Situs Resmi Komisi Bimbingan dan Dakwah Syura Ahlulbait Indonesia (ABI)
 

Tiga Kunci Rahasia Stabilitas Hidup Menurut Ajaran Islam

Dalam kehidupan yang penuh ketidakpastian, stabilitas menjadi sangat penting. Mereka yang terlibat dalam perjuangan tanpa kestabilan akan mengalami kegagalan. Semakin besar tanggung jawab, semakin besar pula kebutuhan akan stabilitas dan ketenangan. Oleh karena itu, setiap individu perlu memahami cara menghindari kegelisahan dan kembali ke stabilitas serta ketenangan.

Perjuangan untuk harta, kekuasaan, popularitas, dan hal materi lainnya sering kali hanya membawa kepada hasil yang sia-sia. Kebahagiaan sejati manusia berasal dari jiwa, sedangkan sumber kesengsaraan terletak di lubuk hati terdalam. Menurut Amirul Mukminin a.s., kunci kebahagiaan ada di dalam jiwa manusia itu sendiri, bukan pada pengaruh luar yang sementara.

Baca Kematian adalah Perluasan Kehidupan

Aristoteles menyatakan bahwa kebahagiaan tidak ditemukan dalam kekuasaan, kemampuan, harta, atau kekuasaan politik. Orang kaya dan berkuasa tidak selalu bahagia. Oleh karena itu, kebahagiaan sejati harus dicari dalam jiwa dan kesadaran sendiri.

Pemecahan masalah dan kemajuan industri saja tidak cukup untuk kehidupan bebas dari kekhawatiran. Mesin dan teknologi baru sering kali malah menimbulkan masalah baru. Untuk membebaskan diri dari penderitaan hidup, diperlukan pikiran yang terbimbing dan benar. Pikiran yang jernih adalah sumber kemajuan material dan kebahagiaan manusia.

Pikiran yang terarah adalah sumber kemajuan dan kebahagiaan yang lebih tinggi daripada kekayaan materi. Pemikiran yang benar melindungi cendekiawan dari pengaruh uang. Mereka yang memiliki kemampuan berpikir yang berkembang dapat tegar menghadapi penderitaan dan mengambil pandangan positif.

Untuk melindungi diri dari peristiwa dan gelombang pemikiran negatif, kita perlu membangun pola pikir yang membimbing.
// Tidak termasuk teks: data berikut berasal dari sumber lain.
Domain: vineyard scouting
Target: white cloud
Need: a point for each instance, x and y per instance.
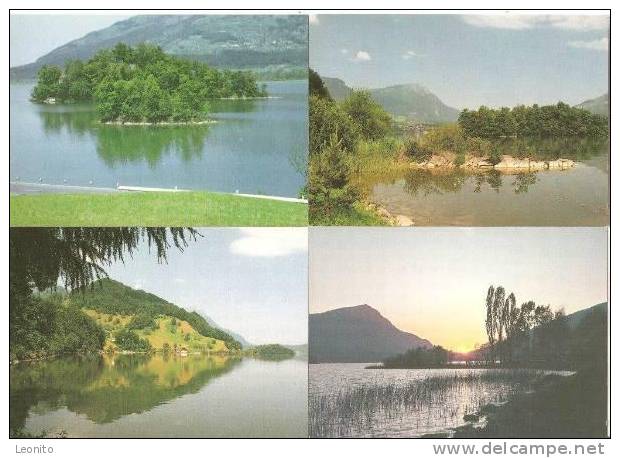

Melalui pola pikir yang benar, kita dapat menentukan sikap dan perilaku kita, serta membimbing jiwa kita menuju pemikiran yang benar untuk mengatasi kegelisahan. Seorang sarjana Barat menyatakan bahwa kita dapat memilih cara berpikir kita sendiri dan memilih pertimbangan yang tepat, sehingga tidak menjadi korban pemikiran yang merugikan. Kunci keberhasilan dan kebahagiaan terletak pada pemikiran yang benar.

Pengaruh Sifat Optimis dalam Kehidupan

Dalam kondisi tubuh yang terpengaruh oleh berbagai penyakit, keharmonisan pikiran seseorang dapat terganggu oleh faktor-faktor dan sifat-sifat negatif. Meskipun kemampuan berpikir ada, namun pikiran tidak berdiri sendiri dan dipengaruhi oleh perilaku seseorang. Oleh karena itu, kebahagiaan seseorang tergantung pada tindakan yang baik sesuai dengan pemikiran, sikap, dan antusiasme. Manusia bertanggung jawab untuk menghilangkan akar dari sifat-sifat yang menghalangi kebahagiaan.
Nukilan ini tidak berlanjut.